Security news.
Today's threat landscape is dominated by active exploitation campaigns, supply chain compromises, and state-sponsored APT activity. Critical vulnerabilities in LMDeploy and WordPress plugins are being exploited in the wild, while Lazarus continues targeting macOS users and Chinese APT groups are expanding their operational scope across multiple regions and attack vectors.
LMDeploy CVE-2026-33626 Exploited Within 13 Hours of Disclosure
A high-severity SSRF vulnerability (CVSS 7.5) in the LLM deployment toolkit LMDeploy is under active exploitation in the wild less than 13 hours after public disclosure, allowing attackers to access sensitive data.
North Korea's Lazarus Targets macOS Users via ClickFix
Lazarus continues leveraging the ClickFix social engineering technique for initial access and data theft against Mac-centric organizations and their high-value leaders.
Breeze Cache WordPress Plugin Under Active Exploitation
Hackers are actively exploiting a critical file upload vulnerability in the Breeze Cache plugin that allows unauthenticated arbitrary file uploads to WordPress servers.
Bitwarden CLI npm Package Compromised in Supply Chain Attack
The @bitwarden/cli npm package was compromised with malicious code designed to steal developer credentials and spread to other projects, part of an ongoing Checkmarx supply chain campaign.
26 FakeWallet Apps Discovered on Apple App Store Targeting Crypto Users
Researchers found 26 malicious apps impersonating popular cryptocurrency wallets on the App Store since fall 2025, designed to steal recovery phrases and private keys by redirecting users to trojanized wallet versions.
US Federal Agency's Cisco Firewall Infected with Firestarter Backdoor
A critical backdoor named Firestarter has been discovered on a U.S. federal agency's Cisco firewall, providing remote access and maintaining persistence even after patching.

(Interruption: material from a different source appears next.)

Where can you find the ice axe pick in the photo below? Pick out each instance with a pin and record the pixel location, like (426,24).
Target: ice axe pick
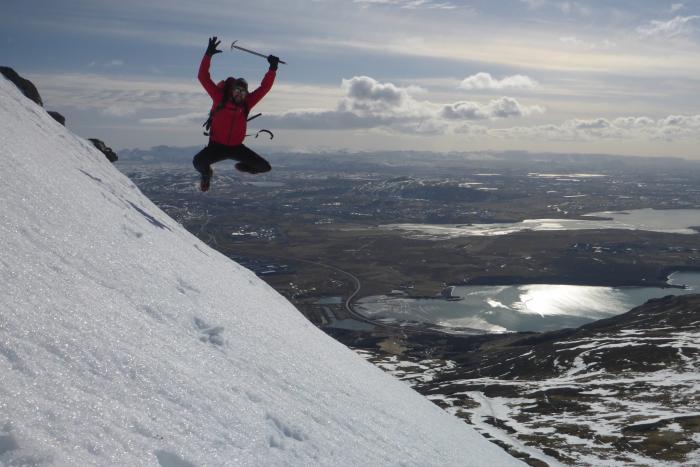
(234,46)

Tropic Trooper Deploys AdaptixC2 via Trojanized SumatraPDF
Chinese-speaking targets are being attacked with a trojanized SumatraPDF reader that deploys the AdaptixC2 Beacon post-exploitation agent and abuses VS Code tunnels for remote access.
CISA Adds Marimo RCE Vulnerability to KEV Catalog
CVE-2026-39987, a remote code execution flaw in Marimo, has been added to CISA's Known Exploited Vulnerabilities catalog based on evidence of active exploitation.